Enfin, sur cette phrase "nous devons conclure que seule une infîme minorité de musulmans pratiquants (en France comme ailleurs) partagent les valeurs des jihadistes. Ce que certains abrutis dénoncent comme de l'aveuglement-de-gôôooooche-bisounoursique-touche-pas-a-mon-pote-anti-racis'-padamalgam n'est qu'une conclusion inévitable au regard de l'état du monde.", rappelons que la "nébuleuse" salafiste, jihadiste, mais plus largement islamiste, concerne 10% du milliard de musulman dans le monde, soit environ 100 millions de personnes, chiffre qui peut s'élaguer en le ramenant à ceux qui désirent vraiment le conflit armé, soit 5 à 7 %, ce qui nous donnent toujours 50 à 70 millions de combattants potentiels. De plus, ignorer ce qu'est l'islam (et non l'Islam qui est la civilisation, ce qui est bien différent) c'est sous-estimer la situation actuelle.

Enfin, petite précision: le respect des religions du Livre existe bien, mais en contrepartie d'un impôts pour dhimmis, la jiziya. Un respect en toute liberté, non? A la limite, et bien que cela paraisse plutôt surprenant, vous trouverez plus de respect des religions du Livre chez les shi'ites, et notamment en Iran.

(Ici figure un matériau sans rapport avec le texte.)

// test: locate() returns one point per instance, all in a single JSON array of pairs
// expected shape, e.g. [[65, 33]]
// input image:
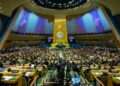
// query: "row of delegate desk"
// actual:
[[112, 78], [13, 76]]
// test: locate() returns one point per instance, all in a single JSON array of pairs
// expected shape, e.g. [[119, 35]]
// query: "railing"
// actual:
[[34, 81]]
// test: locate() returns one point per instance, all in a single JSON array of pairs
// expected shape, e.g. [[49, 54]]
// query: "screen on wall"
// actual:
[[29, 22], [93, 21]]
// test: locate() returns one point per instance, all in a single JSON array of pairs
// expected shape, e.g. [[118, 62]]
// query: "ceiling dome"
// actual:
[[60, 4]]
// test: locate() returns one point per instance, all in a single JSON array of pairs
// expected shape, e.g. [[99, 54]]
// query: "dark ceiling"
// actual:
[[60, 4]]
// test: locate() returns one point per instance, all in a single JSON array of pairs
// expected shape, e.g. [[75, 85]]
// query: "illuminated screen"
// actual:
[[29, 22], [91, 22]]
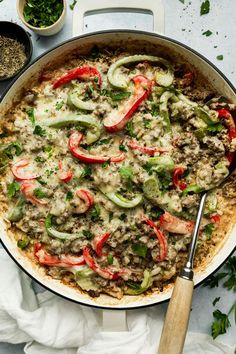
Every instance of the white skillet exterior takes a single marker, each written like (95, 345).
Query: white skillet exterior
(126, 39)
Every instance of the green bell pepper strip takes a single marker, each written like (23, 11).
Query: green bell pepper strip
(145, 285)
(164, 110)
(57, 234)
(74, 100)
(84, 120)
(17, 212)
(192, 188)
(162, 78)
(119, 200)
(162, 163)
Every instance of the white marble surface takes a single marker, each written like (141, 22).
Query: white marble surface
(184, 23)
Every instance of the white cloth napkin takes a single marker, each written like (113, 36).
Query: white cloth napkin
(52, 325)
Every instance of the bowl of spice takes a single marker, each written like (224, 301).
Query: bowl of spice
(15, 49)
(44, 17)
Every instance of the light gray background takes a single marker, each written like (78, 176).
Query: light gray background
(183, 23)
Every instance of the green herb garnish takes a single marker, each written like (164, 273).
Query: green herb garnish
(12, 189)
(42, 13)
(39, 131)
(207, 33)
(140, 250)
(30, 112)
(205, 7)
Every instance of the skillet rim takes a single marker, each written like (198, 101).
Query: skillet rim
(87, 35)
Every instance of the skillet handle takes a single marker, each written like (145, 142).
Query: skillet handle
(84, 7)
(114, 321)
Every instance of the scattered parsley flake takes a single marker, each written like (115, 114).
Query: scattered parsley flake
(207, 33)
(205, 7)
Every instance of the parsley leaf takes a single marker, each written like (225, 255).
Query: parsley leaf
(126, 172)
(30, 112)
(140, 250)
(207, 33)
(73, 5)
(39, 131)
(205, 7)
(220, 57)
(215, 301)
(220, 325)
(12, 189)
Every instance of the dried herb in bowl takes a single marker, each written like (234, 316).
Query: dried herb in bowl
(12, 57)
(42, 13)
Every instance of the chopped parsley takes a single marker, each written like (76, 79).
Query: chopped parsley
(110, 259)
(207, 33)
(30, 112)
(205, 7)
(59, 105)
(87, 234)
(39, 131)
(39, 193)
(126, 172)
(12, 189)
(72, 5)
(139, 249)
(118, 96)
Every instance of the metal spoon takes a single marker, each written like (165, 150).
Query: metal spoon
(177, 316)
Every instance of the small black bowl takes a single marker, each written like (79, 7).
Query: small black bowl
(14, 31)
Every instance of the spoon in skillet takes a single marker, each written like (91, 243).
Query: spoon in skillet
(176, 322)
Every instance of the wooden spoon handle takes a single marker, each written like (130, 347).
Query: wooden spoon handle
(176, 321)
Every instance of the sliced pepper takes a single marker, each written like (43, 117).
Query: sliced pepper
(146, 150)
(83, 72)
(119, 200)
(162, 78)
(73, 144)
(63, 260)
(27, 188)
(145, 285)
(74, 99)
(105, 273)
(57, 234)
(173, 224)
(117, 120)
(65, 176)
(164, 110)
(98, 243)
(19, 173)
(161, 238)
(87, 121)
(177, 174)
(87, 198)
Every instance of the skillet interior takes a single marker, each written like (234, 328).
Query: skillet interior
(131, 41)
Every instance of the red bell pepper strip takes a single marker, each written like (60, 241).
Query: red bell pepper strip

May 15, 2015 | Unregistered CommenterCarlJ

Je pense que vous sous-estimez les chiffres. La proportion est peut-être plus importante encore. Il y a dans toute société, une certaine proportion de crétins ou d'instables prêt à se mobiliser derrière une idéologie meurtrière, aussi absurde soit-elle. Le plus souvent, cette minorité reste démobilisée, dissoute dans la population générale, mais il arrive qu'a la faveur d'une crise, d'un changement de société, un minorité agissante parvienne a cristalliser autour d'un projet fou cette armée de cons. A une époque pas si lointaine, ce fut le communisme, un peu plus tard le nazisme, et maintenant l'islamisme jihadiste. Maintenant, je pense qu'il serait erroné de donner trop d'importance aux textes de l'islam. Ces textes contiennent une bonne dose de contradictions qui impose une suspension du jugement et empêche les croyants de bonne foi d'agir trop vite suivant un verset ou l'autre. Dans la pratique, c'est ce que l'on observe: aucun état musulman n'applique la chari'ah à la lettre (et surtout pas la jizyia que vous citez). Il y a aussi une différence fondamentale entre l'islam traditionnel et l'islam des convertis et des reconvertis, ces populations qui après une période de marche forcée vers le progrès, on pourrait presque d'acculturation, comme sous Bourguiba ou Nasser, réembrasse l'Islam, perçu comme un rempart contre l'anomie, alors que le fil de la tradition s'et rompu. Le lien avec l'Islam se fait dès lors sans passeur, à travers le texte et sans contextualisation, ce qui entraîne une tendance au radicalisme.